1996 yılında tamamen akredite olmuş, ilk web tabanlı üniversite olarak Jones Uluslararası Üniversite karşımıza çıkmıştır.
2008 yılında ise Londra’da bir okul, paramedik öğrencilerinin eğitimi için ilk defa sanal senaryolar kullanmıştır.
2009 yılına bakıldığında o dönemli Amerikan Başkanı Barack Obama’nın, yeni online kurslar ve materyaller sağlanması için 500 milyon dolar bütçe ayırdığı görülmüştür.
E-Öğrenme Sözcüğünün Ortaya Çıkışı
1999 Kasım ayında Elliot Masie Disneyworld’deki bir eğitim konferansında ilk defa e-öğrenme kelimesini kullanmış ve bu sözcük profesyonel literatüre geçmiştir.

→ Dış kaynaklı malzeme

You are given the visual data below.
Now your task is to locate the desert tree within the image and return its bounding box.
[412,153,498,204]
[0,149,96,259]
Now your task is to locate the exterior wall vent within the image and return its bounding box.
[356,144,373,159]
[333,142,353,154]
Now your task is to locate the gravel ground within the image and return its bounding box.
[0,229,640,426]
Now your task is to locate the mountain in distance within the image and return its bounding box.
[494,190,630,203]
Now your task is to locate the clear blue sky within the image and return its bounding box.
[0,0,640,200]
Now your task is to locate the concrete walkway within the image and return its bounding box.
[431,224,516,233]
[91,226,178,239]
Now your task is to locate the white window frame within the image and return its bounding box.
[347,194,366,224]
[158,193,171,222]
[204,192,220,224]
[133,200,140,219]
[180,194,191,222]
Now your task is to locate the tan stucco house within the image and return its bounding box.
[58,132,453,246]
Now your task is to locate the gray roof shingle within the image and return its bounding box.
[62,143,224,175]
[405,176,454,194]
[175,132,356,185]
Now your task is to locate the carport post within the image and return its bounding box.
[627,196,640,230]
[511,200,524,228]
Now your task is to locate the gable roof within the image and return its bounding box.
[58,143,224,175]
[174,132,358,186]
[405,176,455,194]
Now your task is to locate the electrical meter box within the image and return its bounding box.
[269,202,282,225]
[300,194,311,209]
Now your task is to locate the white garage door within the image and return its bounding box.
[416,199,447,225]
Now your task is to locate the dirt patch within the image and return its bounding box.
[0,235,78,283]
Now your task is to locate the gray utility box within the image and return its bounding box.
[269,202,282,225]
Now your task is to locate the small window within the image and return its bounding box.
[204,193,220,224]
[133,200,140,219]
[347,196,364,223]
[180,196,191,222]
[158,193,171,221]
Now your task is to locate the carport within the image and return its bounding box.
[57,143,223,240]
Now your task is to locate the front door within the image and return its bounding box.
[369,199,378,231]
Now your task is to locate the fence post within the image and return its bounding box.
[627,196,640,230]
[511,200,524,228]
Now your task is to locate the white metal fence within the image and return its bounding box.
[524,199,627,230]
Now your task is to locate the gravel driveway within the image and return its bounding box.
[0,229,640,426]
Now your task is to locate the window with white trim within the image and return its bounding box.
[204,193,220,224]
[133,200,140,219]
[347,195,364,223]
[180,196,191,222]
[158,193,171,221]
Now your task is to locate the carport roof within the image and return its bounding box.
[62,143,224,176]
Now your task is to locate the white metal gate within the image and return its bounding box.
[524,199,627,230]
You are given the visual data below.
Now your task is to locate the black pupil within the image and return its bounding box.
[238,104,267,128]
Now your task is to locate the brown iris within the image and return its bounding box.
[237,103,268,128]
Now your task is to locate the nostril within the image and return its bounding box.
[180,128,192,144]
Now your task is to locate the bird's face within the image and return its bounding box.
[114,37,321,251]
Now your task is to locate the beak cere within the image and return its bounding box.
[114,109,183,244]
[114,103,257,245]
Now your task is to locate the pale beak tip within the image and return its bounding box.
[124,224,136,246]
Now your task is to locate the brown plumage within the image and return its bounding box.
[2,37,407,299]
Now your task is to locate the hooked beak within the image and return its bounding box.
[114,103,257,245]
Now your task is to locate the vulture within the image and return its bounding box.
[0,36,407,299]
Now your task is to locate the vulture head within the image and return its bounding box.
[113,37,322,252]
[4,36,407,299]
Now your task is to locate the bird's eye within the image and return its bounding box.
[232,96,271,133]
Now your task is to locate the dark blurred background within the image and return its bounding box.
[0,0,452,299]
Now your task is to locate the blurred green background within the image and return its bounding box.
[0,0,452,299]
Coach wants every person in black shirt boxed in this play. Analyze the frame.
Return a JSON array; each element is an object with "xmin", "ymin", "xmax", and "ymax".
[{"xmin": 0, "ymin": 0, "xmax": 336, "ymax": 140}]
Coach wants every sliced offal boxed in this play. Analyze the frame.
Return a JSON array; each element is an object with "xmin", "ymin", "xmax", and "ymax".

Online öğrenme terimi o dönemde de bir süredir kullanılmaktaydı ve hemen hemen e-öğrenme ile aynı anlama geliyordu ancak bu, literatüre geçmesi açısında yine de büyük önem taşımaktaydı.
2011-2023 E-Öğrenmeye Dair Veriler
Uzmanlar 2023 yılı itibariyle online eğitimin %50’ye çıkacağını öngörmektedir. Koronavirüs pandemisi sebebiyle çok daha hızlı şekilde gelişim gösteren dijital dönüşüm, e- öğrenmeyi de yoğun şekilde hızlandırmış ve geleceğin eğitsel dönüşümüne de imkân vermiştir.
2013 yılı itibariyle öğrencilerin %8’i öğretmenleri ile iletişim kurmak için sosyal medyayı kullanmıştır ve bu oranın 2023 yılı itibari ile %18 olacağı düşünülmektedir.
Günümüzde öğrencilerin %46’sı ödevlerini dijital formda yapmayı tercih etmektedir ve öğrencilerin %88’i Google’ı kendi eğitim sitelerinden daha kolay bulmaktadır.
Dünya Pazarında E-Öğrenme
E-Öğrenme Dünya Pazarı her yıl ortalama %7,6 oranında artmaktadır. 2011’de 35,6 milyar Dolar olan e-öğrenme pazarı, 2016 yılında 51,1 milyar Dolara yükselmiştir. E-öğrenmenin dünya üzerinde en hızlı büyüdüğü dört bölge sırasıyla şu şekildedir:
Asya %17,3
Doğu Avrupa %16,9
Afrika %15,2
Latin Amerika %14,6
Kuzey Amerika e-öğrenme pazarı 2013 yılında 23,8 milyar Dolar iken 2016 yılında 27,1 Milyar Dolar olmuştur. Yıllık büyüme oranı %4,4’tür. Detaylı bilgi için www.docebo.com adresini ziyaret edebilirsiniz.
Amerika’nın e-öğrenme pazar büyüklüğü 2020 itibariyle 250 milyar Dolar iken 2021 ve 2027 yılları arasında, yıllık %21’den fazla büyüme beklenmektedir. 2027 yılında ise pazar büyüklüğünün 1 trilyon Dolar olması beklenmektedir.